The PQ, which won a solid majority in the provincial parliamentary elections, has pledged to hold a referendum in 10 months on the question of secession.Many people in the rest of Canada, upset with what they see as favored treatment of Quebec, might be just as happy to see them go.

But the departure of Quebec may not be nearly as certain as the separatists hope. Despite the PQ's seizure of power in provincial affairs this week, the election may have been less critical than it appears.

First, the PQ received only 45 percent of the total vote cast. While that was enough to win a parliamentary majority, it is far short of what would be needed to win a referendum on secession.

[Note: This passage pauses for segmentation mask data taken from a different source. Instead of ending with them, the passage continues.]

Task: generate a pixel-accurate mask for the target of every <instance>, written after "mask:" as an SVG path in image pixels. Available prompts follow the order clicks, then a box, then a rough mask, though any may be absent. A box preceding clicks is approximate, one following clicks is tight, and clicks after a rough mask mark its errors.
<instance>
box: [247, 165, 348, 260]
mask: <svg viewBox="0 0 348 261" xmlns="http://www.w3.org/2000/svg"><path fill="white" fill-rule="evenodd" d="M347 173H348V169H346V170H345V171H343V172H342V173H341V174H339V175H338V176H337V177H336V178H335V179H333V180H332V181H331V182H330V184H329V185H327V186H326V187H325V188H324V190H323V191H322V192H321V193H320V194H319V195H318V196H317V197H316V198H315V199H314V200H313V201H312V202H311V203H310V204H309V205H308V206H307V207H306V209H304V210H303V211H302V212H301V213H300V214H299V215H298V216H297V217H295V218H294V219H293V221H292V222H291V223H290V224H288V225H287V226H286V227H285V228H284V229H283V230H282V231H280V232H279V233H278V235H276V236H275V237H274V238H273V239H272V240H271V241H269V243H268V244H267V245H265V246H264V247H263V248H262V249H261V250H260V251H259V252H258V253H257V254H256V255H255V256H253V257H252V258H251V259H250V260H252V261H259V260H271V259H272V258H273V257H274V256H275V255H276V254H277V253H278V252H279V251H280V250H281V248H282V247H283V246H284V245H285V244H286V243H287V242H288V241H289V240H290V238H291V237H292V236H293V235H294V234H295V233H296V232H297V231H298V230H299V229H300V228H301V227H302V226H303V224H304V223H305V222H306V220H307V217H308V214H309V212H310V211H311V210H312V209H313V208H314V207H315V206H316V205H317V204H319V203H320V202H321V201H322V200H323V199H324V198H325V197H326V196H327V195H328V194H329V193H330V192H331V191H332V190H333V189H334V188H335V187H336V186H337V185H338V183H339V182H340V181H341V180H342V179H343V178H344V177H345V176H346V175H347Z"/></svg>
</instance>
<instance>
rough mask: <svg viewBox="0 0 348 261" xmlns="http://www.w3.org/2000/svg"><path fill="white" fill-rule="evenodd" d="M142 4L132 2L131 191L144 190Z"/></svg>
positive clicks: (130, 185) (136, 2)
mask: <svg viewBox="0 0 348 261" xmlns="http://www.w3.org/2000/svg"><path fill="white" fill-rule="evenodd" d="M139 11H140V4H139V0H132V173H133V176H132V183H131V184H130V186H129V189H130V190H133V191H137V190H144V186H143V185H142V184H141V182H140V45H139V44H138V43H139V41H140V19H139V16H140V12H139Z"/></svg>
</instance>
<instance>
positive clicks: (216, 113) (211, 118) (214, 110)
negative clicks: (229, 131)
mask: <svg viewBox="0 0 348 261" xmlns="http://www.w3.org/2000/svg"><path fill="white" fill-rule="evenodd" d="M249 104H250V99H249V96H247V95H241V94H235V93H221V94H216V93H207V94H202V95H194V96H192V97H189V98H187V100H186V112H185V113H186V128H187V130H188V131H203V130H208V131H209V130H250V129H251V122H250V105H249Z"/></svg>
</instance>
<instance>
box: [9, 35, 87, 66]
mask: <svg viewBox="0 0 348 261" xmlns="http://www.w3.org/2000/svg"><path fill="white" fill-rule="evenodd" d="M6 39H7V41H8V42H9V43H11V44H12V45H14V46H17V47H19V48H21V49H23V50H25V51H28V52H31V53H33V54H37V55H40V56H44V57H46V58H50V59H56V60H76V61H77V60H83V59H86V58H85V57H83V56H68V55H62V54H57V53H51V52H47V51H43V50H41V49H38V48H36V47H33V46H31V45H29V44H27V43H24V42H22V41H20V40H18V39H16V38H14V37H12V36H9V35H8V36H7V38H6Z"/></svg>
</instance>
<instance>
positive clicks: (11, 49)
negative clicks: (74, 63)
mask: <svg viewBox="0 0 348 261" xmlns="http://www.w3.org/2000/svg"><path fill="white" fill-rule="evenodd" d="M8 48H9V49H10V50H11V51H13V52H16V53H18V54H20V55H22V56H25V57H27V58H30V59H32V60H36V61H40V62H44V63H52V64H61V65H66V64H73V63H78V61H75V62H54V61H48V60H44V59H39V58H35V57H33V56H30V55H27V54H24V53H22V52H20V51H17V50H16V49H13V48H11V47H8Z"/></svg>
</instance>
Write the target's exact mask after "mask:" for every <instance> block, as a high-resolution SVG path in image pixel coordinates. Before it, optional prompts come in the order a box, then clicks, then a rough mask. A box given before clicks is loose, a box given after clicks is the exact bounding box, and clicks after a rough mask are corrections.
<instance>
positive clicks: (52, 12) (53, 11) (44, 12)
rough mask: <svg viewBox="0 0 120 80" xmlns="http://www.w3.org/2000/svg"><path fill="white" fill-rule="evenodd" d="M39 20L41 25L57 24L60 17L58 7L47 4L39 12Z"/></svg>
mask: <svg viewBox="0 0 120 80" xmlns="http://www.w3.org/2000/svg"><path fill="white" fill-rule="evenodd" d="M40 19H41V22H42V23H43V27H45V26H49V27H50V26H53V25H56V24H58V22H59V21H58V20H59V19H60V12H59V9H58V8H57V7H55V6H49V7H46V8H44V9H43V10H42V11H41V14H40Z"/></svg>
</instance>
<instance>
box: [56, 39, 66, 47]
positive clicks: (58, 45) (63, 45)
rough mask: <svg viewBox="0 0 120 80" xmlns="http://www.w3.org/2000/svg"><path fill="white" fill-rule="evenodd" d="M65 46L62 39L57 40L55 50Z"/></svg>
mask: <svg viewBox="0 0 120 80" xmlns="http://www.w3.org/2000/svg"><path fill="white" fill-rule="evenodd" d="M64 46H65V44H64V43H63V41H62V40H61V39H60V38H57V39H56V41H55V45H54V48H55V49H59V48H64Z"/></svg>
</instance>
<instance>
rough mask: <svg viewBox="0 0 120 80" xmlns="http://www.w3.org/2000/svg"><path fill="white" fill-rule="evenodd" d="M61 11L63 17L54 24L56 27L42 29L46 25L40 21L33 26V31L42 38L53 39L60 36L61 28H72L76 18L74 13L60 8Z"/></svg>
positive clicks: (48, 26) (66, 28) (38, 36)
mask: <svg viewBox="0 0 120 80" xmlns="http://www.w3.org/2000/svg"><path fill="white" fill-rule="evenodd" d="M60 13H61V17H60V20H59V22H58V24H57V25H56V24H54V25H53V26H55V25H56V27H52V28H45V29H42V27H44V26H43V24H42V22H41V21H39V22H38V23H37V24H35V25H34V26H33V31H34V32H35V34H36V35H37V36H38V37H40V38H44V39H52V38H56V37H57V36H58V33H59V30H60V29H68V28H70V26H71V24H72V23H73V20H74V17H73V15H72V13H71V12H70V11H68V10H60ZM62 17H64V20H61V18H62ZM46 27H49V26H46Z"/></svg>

Second, in giving provincial power to the PQ, local voters may have been expressing dissatisfaction with nine years of less-than-effective Liberal Party rule in Quebec, rather than indicating a desire to secede.

Third, the people of Quebec voted in a 1980 referendum on secession and rejected the idea by a 60-40 margin. If Quebec polls are accurate, those same figures would prevail today.

Fourth, if secession were imminent, business leaders in Quebec would start retrenching. But there is no sign of that; most firms continue to push ahead with plans for investment and expansion.

However, the PQ is planning to launch a major campaign over the next 10 months in favor of secession from Canada. If it were to succeed, it would be a blow to Canada. But it would be an even bigger blow to Quebec, despite the dreams and ambitions of PQ enthusiasts.

The PQ seems to believe that if the province were to become independent, Quebec could somehow still maintain all its privileges and advantages in the way of trade, nearly half of Canada's milk quotas, market access, common currency and other Canadian national benefits. That is unlikely.

The people of Quebec proved in 1980 that they were wiser than the separatists in their midst. Evidently they need to send the same message once again.